Elle jouit une deuxième fois, la chatte se resserrant sur la bite de Diego par vagues, tout son corps tremblant. Diego tint encore une seconde, les dents serrées. Il retira sa bite de la chatte dégoulinante juste à temps et jouit sur le cul d’Elena, sur son dos, des jets épais et chauds qui tachèrent sa peau rougie. Elena tourna la tête sur l’oreiller et lui sourit, épuisée, les yeux mi-clos.

— Putain.

— Putain.

Il s’effondra à côté d’elle. Elena se retourna lentement, sans se soucier du sperme qui lui coulait sur le flanc. Elle se colla contre le torse de Diego.

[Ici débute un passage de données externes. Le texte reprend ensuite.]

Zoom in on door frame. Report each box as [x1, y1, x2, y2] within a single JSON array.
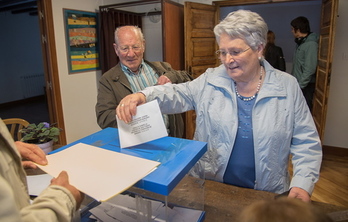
[[37, 0, 66, 145]]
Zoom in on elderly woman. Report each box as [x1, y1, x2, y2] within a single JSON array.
[[116, 10, 322, 202]]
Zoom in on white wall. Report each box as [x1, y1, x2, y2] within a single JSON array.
[[323, 0, 348, 148], [52, 0, 117, 143]]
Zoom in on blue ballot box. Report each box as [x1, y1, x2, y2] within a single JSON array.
[[51, 128, 207, 221]]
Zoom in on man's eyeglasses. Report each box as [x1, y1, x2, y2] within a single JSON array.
[[215, 47, 250, 58], [118, 45, 143, 54]]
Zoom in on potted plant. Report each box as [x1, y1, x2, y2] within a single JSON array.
[[20, 122, 62, 154]]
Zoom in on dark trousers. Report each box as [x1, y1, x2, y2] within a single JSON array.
[[302, 83, 315, 111]]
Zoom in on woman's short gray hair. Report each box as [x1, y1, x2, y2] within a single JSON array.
[[214, 10, 268, 50]]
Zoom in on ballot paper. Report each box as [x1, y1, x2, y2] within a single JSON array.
[[27, 174, 53, 196], [116, 100, 168, 148], [37, 143, 160, 201]]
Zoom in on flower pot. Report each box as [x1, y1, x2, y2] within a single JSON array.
[[36, 140, 53, 154]]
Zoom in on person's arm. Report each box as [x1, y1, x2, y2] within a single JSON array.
[[20, 171, 84, 222], [289, 81, 322, 201], [15, 141, 47, 169], [277, 47, 286, 72], [116, 92, 146, 123]]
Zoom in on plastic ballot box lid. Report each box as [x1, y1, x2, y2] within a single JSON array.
[[51, 128, 207, 196]]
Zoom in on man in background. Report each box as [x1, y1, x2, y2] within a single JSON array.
[[96, 26, 191, 137], [291, 16, 319, 110]]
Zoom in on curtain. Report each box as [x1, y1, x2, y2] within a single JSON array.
[[99, 8, 142, 73]]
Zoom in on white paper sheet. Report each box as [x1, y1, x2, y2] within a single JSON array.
[[27, 174, 53, 196], [116, 100, 168, 148], [38, 143, 160, 201]]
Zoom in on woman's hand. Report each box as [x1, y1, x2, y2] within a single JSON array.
[[15, 141, 47, 169], [116, 93, 146, 123], [51, 171, 85, 209]]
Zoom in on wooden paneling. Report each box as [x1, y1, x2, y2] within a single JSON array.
[[312, 0, 338, 138], [184, 2, 218, 139], [162, 1, 185, 70]]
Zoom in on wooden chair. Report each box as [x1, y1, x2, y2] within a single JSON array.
[[3, 118, 29, 141]]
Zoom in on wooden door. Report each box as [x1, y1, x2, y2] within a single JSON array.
[[184, 2, 218, 139], [312, 0, 338, 139], [162, 0, 184, 70]]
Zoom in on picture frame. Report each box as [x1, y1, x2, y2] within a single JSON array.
[[63, 9, 100, 74]]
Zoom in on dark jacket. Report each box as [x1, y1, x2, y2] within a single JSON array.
[[265, 44, 286, 71], [95, 61, 192, 137]]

— Il n’y a pas de retour en arrière, hein ?

Diego lui passa la main dans les cheveux.

— Aucun.

De l’autre chambre, désormais, ne montaient plus que le murmure bas d’une conversation et un rire doux. Le même petit rire de Lucía qui avait traversé le couloir plus tôt, mais plus posé. Le rire de quelqu’un qui vient de découvrir quelque chose et n’a plus l’intention de le rendre.

La mer était toujours là dehors. La lune aussi. Et la nuit, enfin, commençait pour de vrai.